V&A Illustration Awards shortlist features fairytales and refugee camps

The shortlist for this year’s awards – which celebrates the past year in illustration across books and journalism – has just been released.

The V&A has announced the shortlist for its 2020 Illustration Awards.

The annual competition aims to celebrate the best work in student and published illustration over the last year.

This year, the judges for the published categories are playwright Bonnie Greer, CEO of the Association of Illustrators Ren Renwick and the museum’s director, Tristram Hunt. Sheri Gee, art director at the Folio Society and illustrator Yehrin Tong will judge the student categories.

For published illustrations, there are three categories; Book Cover Design, Book Illustration and Illustrated Journalism.


Cover design: Illustrating the “magical unreal” and more

Kustaa Saksi’s cover for The Baron in the Trees

Eleanor Taylor has been shortlisted for her cover of the Serpent’s Tail, by Vikram Paralkar. The fable, about a surgeon in rural India, has a jungle-themed cover which brings to life the novel’s “dustily realist and magical unreal” tone.

Another foliage-themed illustration has made the shortlist for book covers, with Kustaa Saksi’s design for Italo Calvino’s The Baron in the Trees – an Italian novel about a baron’s adventures in a forest. The intricately rendered cover features hundreds of miniature leaves and creates a dream-like design.

A third illustrator, Eva Eland, has been picked for her work on When Sadness Comes to Call – a children’s book Eland also wrote.

Night Theatre’s cover, by Eleanor Taylor

Book illustration: the world of grim fairytales

Clive Hicks-Jenkins’ illustrations for Hansel & Gretel: A nightmare in Eight Scenes

Clive Hicks-Jenkins has been shortlisted for Book Illustration for his work on Simon Armitage’s Hansel & Gretel: A nightmare in Eight Scenes. The “dark yet humorous” story has appropriate illustrations; Hicks-Jenkins brings to life the “starving hyena of hunger which stalks the children” and other fantastical horrors.

Sandra Rivola’s work on Sophie’s World, and James E. Ransome’s illustrates for Kindred also make the shortlist.

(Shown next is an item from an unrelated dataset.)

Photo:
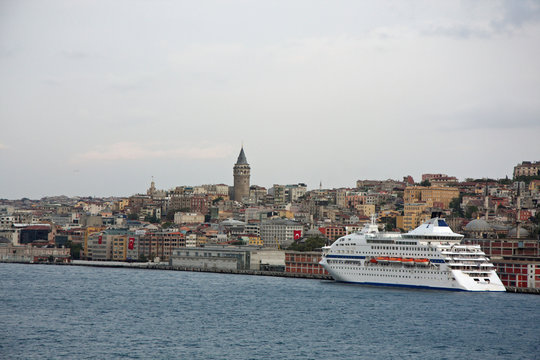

Illustrations in Sophie’s World, by Jostein Gaardner

Illustrated journalism: Twitter and the morality police

Ann Kiernan’s shortlisted illustration

Ann Kiernan’s watercolour work for Wael Eskandar’s How Twitter is gagging and acting as morality police has been shortlisted by the Illustrated Journalism award. The illustration is a play on the social media platform’s blue bird logo, and depicts one blood-spattered bird breaking free of a cage.

Ben Jones’ illustrations for The History Behind 1984 by Dorian Lynskey and Gabriella Mussurakis’ work for All Change by Elizabeth Nichols are also in the final three.

Ben Jones’ illustration for The History Behind 1984

Students look to refugee camps and the night sky

Sally Dunne’s illustration

One of the students shortlisted, Sally Dunne from the Cambridge School of Art, shows life in a refugee camp. Home in the Kakuma Refugee Camp shows groups of people at the Kenyan camp, depicted in blue and pink pastels.

Another student illustrator, Ruo Hsin Wu from the Royal College of Art, has looked to sky for inspiration. Starring Night features alien-like sprawled creatures across a night sky.

Also on the shortlist for this category are: Kate Winter’s Lascaux, Laura Winstone’s The Catmolean Museum and Vyara Boyadjieva’s The Wave.

Ruo Hsin Wu’s Starring Night

Competition details

Yehin Tong, who won the Book Cover Award in 2015, says that the exposure has increased interest in her work from “all different sectors of design”.

There are also financial rewards. Winners of all four categories will receive £3,000, while the student category’s runner-up will also receive £2,000. An overall winner will receive an additional £5,000 and the Moira Gemmill Illustrator of the Year prize (named after the V&A’s late former Director of Design).

Winners will be announced Tuesday 2 June.